Data Analytics for Open Source Software Assessment

In 2012, the White House released its federal digital strategy. What's noteworthy about this release is that the executive office distributed the strategy using Bootstrap, an open source software (OSS) tool developed by Twitter and made freely available to the public via the code hosting site GitHub. This is not the only evidence that we have seen of increased government interest in OSS adoption. Indeed, the 2013 report The Future of Open Source Software revealed that 34 percent of its respondents were government entities using OSS products.

The Carnegie Mellon University Software Engineering Institute (SEI) has seen increased interest and adoption of OSS products across the federal government, including the Department of Defense (DoD), the intelligence community (IC), and the Department of Homeland Security. The catalyst for this increase has been innovators in government seeking creative solutions to rapidly field urgently needed technologies. While the rise of OSS adoption signals a new approach for government acquirers, it is not without risks that must be acknowledged and addressed, particularly given current certification and accreditation (C&A) techniques. This blog post will discuss research aimed at developing adoptable, evidence-based, data-driven approaches to evaluating (open source) software.

In this research, members of the technical staff in the SEI's Emerging Technology Center (ETC) explored the availability of data associated with OSS projects and developed semi-automated mechanisms to extract the values of pre-defined attributes. The challenges of applying data analytics to address real problems and of understanding OSS assurance align with the ETC's mission, which is to promote government awareness and knowledge of emerging technologies and their application, as well as to shape and leverage academic and industrial research.

Our research leveraged the "openness" of OSS to develop an evidence-based approach for assessing and assuring OSS. This approach, which focused on producing evidence in support of assurance claims , is based on generating artifacts and creating traceability links from assurance claims to those artifacts.

Beyond a Trust-Based Approach

If we think of traditional, "shrink-wrapped" software, we accept that the software is developed by and purchased from a vendor who delivers a product against specified requirements. The software comes with installation instructions, FAQs, and access to support via hotlines and websites. Generally speaking, there is a company or some kind of legal entity that stands behind the product.

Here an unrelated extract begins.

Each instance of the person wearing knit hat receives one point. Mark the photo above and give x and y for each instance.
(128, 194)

With OSS development, however, multiple developers from different organizations (even independent developers) can contribute to the code base of a product, which may or may not be backed by a single legal entity. In some cases, developers include helpful information in the software repository; in other cases, users are on their own to get the software working in their environment. Specific functionality may be driven by the community of developers, or by a small core team.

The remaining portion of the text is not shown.